Cluster Analysis | Reading list

mellishamallikage
May 17, 2022
4 min read

Updated: Aug 29, 2022

Understanding patters in the GoodReads Reading list using K-Means clustering.

Introduction

In a world where there are countless books and it is near impossible for any one individual to read all of them, reading lists are a common feature. Such lists can assist a reader in finding books that they may enjoy or in an academic context, the relevant knowledge is acquired.

Some such lists can be viewed on sites such as Goodreads, "the world’s largest site for readers and book recommendations " (Goodreads, 2022). These lists can be extensive and as such, it is intriguing to examine whether there are patterns in the list and if the list is particularly long how an individual should approach the list.

Overview

Some lists on Goodreads are self explanatory, classifying books by themes or genre. However, lists such as "Books That Everyone Should Read At Least Once", can be more broad and therefore more mysterious. The list has over 26,000 books with a simple description "Books that encourage thought".

As these lists are online, the data will need to be scrapped. Using a modified version of the code from mee-kell, the relevant data was scraped (see modified code).

The secured data requires some data processing. It can then be evaluated to locate any patterns in the dat. As for how to approach the list, clustering may offer some insights.

Data Pre-processing

Assessing the data indicates that there are some issues with the data. Some of the numerical values include text which is causing various issues. Whilst these errors may be fixed manually, given that the data consists of approx. 4900 books, the dropping the rows may be the most efficient. The dataset is large enough that the drop should not undermine the dataset significantly.

This enables the numerical variables to be updated. As the avg_ratings can contain decimal places, it can be converted to a float whilst total_ratings must be a integer as decimal places should not be possible.

As the lists are maintained by users, there may be other hidden errors. One such issue includes duplicates. It is unlikely that any contributor may recall over 5000 titles and ensure that the new book added to the list is not already included. Authors can publish more than one book and titles can overlap. However, the likelihood of an author publishing a book under the same title is relatively low. There may be variations in the edition but that may not be a significant issue. For any duplicates, as the avg_ratings and total_ratings can differ and different approaches can be taken in deciding which entry to retain.

For the purpose of this project the first entry will be retained to favour the user who first added the book to the list.

The end result is a dataset as follows:

The dataset is still large with over 4700 entries.

Patterns in the data

As the data is limited, the patters which can be identified may be limited.

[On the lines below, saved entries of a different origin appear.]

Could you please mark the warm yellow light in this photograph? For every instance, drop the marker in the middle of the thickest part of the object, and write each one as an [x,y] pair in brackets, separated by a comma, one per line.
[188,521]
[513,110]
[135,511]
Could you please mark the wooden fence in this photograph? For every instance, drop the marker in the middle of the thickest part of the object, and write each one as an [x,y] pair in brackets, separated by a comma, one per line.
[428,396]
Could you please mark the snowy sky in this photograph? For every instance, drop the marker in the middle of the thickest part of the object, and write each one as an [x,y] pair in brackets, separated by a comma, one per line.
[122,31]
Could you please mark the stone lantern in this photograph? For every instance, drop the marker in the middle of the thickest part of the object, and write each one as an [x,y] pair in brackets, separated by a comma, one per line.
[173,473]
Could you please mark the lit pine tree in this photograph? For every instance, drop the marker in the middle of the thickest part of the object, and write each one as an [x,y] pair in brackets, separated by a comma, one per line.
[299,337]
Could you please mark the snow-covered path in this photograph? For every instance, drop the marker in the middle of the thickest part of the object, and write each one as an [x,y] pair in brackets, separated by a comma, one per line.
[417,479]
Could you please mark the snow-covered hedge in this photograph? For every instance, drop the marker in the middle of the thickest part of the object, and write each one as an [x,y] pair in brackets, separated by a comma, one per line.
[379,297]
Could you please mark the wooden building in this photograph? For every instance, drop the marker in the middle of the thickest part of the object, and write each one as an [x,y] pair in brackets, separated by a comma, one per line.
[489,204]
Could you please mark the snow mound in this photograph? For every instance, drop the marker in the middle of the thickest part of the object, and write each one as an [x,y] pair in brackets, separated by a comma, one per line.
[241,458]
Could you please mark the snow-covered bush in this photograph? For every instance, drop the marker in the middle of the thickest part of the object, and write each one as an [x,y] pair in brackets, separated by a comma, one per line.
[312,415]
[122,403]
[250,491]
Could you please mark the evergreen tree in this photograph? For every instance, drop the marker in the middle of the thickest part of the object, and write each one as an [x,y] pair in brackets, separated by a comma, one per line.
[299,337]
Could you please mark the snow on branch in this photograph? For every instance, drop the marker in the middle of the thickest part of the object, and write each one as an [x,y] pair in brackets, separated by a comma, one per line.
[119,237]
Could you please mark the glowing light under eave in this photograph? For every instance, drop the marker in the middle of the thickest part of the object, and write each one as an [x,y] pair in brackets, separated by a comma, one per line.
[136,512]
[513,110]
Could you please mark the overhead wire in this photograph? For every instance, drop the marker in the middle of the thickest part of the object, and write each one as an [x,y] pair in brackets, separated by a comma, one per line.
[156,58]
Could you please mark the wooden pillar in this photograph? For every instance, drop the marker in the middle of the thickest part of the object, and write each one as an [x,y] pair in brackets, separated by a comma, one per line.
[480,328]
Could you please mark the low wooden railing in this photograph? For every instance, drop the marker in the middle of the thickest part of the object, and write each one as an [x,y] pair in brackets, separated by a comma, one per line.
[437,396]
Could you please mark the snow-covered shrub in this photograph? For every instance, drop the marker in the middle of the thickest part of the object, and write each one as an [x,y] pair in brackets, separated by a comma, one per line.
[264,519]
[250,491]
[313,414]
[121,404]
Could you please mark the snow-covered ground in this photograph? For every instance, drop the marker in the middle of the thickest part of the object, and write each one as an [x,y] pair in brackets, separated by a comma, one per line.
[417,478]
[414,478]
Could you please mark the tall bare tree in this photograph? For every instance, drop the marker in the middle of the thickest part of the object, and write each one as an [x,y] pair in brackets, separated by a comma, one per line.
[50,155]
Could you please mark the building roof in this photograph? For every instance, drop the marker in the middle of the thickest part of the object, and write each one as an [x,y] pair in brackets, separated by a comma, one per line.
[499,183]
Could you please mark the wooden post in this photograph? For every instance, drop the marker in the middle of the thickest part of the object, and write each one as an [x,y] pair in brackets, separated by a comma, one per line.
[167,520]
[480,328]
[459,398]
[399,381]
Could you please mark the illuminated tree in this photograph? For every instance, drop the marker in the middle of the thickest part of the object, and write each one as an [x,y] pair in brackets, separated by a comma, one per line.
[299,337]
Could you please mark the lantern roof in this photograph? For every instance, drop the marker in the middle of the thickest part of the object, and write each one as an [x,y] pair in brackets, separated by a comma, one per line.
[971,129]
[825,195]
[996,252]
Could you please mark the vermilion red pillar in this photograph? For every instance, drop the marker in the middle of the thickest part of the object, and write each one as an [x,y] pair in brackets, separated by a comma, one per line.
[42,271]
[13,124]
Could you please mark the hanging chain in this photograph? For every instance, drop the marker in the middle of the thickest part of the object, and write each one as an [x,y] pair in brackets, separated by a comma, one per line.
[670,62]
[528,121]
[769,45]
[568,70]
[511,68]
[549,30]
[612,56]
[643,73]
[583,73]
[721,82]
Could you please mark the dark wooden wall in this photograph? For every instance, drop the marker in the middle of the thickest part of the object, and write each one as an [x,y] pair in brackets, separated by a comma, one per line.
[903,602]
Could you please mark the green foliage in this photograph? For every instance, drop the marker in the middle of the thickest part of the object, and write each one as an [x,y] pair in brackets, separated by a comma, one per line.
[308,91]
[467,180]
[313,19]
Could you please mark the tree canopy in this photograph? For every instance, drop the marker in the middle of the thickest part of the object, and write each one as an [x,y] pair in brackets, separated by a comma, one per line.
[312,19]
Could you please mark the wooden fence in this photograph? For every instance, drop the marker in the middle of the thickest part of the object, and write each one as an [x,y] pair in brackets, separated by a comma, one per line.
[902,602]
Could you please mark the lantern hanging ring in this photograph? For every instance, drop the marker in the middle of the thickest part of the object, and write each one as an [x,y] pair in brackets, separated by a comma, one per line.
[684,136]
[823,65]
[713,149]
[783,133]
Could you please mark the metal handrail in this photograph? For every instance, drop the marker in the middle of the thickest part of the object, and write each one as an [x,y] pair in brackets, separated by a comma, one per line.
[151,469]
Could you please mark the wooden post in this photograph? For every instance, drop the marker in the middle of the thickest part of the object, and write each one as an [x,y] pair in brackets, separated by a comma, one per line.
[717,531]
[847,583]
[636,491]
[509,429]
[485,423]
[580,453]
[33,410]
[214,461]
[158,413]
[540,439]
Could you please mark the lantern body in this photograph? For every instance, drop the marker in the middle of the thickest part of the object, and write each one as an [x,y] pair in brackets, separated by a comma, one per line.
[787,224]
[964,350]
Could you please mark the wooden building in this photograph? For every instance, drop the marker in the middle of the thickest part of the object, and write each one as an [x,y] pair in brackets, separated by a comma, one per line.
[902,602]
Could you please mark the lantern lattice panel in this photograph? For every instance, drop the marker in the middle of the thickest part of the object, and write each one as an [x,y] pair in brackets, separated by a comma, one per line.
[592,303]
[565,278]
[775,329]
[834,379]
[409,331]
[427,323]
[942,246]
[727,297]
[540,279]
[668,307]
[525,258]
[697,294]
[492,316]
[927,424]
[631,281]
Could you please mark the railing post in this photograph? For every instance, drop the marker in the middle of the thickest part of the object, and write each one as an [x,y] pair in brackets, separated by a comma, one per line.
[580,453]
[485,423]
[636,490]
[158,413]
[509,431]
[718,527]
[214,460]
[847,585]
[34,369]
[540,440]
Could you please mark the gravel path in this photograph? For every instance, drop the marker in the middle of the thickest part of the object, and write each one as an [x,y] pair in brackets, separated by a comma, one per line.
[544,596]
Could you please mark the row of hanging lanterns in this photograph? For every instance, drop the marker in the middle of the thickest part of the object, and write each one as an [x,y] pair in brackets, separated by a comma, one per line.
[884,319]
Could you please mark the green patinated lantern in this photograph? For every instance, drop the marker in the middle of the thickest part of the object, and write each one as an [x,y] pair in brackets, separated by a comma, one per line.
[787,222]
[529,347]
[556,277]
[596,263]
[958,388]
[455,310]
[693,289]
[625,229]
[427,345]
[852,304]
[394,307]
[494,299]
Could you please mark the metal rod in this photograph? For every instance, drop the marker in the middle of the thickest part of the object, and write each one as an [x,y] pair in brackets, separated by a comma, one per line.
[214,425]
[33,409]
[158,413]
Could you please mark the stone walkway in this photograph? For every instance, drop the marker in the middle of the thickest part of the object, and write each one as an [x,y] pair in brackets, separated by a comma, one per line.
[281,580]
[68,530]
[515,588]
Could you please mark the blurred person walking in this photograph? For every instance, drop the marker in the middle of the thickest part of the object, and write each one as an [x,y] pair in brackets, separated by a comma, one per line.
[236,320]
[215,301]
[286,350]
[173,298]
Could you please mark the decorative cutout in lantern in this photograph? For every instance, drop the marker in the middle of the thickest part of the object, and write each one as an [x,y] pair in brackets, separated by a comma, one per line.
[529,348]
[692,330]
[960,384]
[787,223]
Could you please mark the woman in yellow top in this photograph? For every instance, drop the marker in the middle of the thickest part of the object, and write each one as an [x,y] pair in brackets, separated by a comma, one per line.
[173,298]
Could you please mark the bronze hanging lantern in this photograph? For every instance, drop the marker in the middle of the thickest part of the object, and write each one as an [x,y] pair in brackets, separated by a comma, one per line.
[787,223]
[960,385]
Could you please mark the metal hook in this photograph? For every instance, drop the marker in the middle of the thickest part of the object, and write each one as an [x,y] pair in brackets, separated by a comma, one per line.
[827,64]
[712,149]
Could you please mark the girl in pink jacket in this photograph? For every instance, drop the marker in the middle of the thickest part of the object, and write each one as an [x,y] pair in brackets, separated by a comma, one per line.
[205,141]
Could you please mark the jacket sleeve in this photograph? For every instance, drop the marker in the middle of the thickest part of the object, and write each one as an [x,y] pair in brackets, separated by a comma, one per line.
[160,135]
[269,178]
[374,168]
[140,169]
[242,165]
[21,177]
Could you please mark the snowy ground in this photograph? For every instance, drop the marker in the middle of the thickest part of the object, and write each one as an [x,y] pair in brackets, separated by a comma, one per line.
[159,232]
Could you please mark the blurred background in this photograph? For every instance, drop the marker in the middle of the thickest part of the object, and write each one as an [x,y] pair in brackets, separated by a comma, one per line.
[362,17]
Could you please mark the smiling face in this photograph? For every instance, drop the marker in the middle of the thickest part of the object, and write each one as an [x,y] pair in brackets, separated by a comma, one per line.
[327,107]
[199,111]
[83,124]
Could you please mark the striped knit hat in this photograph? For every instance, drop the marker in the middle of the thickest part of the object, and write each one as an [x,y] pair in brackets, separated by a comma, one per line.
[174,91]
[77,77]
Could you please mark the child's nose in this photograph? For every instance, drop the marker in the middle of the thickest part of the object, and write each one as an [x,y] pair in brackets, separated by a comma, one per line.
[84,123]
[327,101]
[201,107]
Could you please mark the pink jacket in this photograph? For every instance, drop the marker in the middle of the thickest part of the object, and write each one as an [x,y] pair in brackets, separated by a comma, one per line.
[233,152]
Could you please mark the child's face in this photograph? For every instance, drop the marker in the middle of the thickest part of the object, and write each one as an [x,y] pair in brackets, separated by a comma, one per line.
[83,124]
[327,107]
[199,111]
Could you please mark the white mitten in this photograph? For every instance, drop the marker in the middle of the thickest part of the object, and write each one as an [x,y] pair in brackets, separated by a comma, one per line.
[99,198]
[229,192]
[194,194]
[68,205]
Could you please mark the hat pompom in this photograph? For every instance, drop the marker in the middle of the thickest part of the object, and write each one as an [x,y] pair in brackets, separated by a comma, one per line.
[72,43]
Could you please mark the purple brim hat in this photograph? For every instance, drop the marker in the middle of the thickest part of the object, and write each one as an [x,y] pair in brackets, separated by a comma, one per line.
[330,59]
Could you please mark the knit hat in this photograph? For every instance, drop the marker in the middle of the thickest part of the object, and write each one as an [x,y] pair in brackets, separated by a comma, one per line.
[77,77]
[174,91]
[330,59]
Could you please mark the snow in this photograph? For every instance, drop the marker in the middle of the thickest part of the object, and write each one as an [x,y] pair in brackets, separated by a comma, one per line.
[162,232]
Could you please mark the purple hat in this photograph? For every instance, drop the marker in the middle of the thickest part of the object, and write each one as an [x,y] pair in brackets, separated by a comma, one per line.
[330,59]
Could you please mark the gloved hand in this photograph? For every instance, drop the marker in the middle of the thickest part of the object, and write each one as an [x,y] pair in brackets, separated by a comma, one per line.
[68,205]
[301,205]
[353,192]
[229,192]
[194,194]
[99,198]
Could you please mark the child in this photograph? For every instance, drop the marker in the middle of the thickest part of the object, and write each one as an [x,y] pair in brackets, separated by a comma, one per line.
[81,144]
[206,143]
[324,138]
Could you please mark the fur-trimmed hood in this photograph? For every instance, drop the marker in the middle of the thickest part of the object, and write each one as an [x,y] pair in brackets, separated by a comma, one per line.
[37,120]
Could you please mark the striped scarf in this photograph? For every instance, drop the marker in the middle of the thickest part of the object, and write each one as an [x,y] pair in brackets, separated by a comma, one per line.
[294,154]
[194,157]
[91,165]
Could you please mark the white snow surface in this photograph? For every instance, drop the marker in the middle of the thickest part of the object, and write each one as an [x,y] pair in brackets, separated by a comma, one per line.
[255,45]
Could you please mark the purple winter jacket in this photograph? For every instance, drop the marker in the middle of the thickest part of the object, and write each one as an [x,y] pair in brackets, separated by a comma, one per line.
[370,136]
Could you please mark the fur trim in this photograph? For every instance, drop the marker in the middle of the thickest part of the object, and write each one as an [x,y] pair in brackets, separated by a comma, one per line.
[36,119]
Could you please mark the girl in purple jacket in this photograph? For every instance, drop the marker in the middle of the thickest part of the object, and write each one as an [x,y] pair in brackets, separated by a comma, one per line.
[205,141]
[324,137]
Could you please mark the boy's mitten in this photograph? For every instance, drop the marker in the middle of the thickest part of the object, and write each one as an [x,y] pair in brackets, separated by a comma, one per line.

That being said, it appears that the most popular authors are Stephen King, William Shakespeare and Terry Pratchett. There is also 18 books where the author is listed as unknown (Anonymous). This is relatively large given that Anonymous appear 5th in the list of popular authors.

Goodreads rating system enables the users to rate a book between 1-5. As such, the distribution of the data is also between 1 and 5. Given the nature of the list, the majority of the data is grouped around 3-5. The inclusion of extremely low rating book is likely to be an outlier.

As for total ratings, due to the nature of the data it is skewed to the right. However, there are suspicious entries as at least one book has no ratings.

Looking for clusters

Before clusters in the data can be identified, the anomalies identified in the previous section should be resolved. Therefore:

Avg_ratings - extreme outliers should be dropped as these may affect the clustering.
Total_ratings - likewise should be dropped.
Anonymous - open to interpretation as there are books published without an author name but they are not the norm.

Therefore in the first instance, the avg_rating and total_ratings should be revised.

Examining the between the number of ratings and the average ratings does not appear to at face value to have clear groups. As the total number of ratings increase the avg_rating centers around 4.

Clustering

A simple classification with 4 clusters appears to divide the data by the number of total reviews.

This is not particularly enlightening.

This may be due to the difference in scale between total_ratings and avg_ratings.

Modifying clustering

To gain a better understanding of clusters, the total_ratings and avg_ratings should be standardised. This should improve the scale difference between the two variables.

Subsequently, using the elbow method, it suggests that there are three clusters in the data.

Looking at the results visually, it appears that the resulting clusters are:

Relatively low average rating and total rating books.
High average rating but low to average total rating books.
High total rating and average average rating

For a reader, these clusters has the following implications:

High average rating but low to average total rating books

Books in this group may be ideal for those who are new to reading as the books may prove more enjoyable.

High total rating and average average rating

These may be hyped books and whilst there is a risk that the book may not be enjoyable, there may be a robust community/discussion centring around these books

Relatively low average rating and total rating books.

These may be more risky books as there is a higher chance of the book being a flop. As such, this may be more aimed at experienced/ avid readers.

Conclusion

This was a relatively short project examining Goodreads reading list, Books That Everyone Should Read At Least Once. Although the list is extensive (over 4700 books), the extensivity as well as some questionable entries (books with extremely low average and total ratings) may reduce the usability of the list for a reader.

Although, clusters within the dataset were identified, it is not extremely robust. As such whilst the reader may find value in the clusters, they should conduct additional research before committing to a book if they are unsure.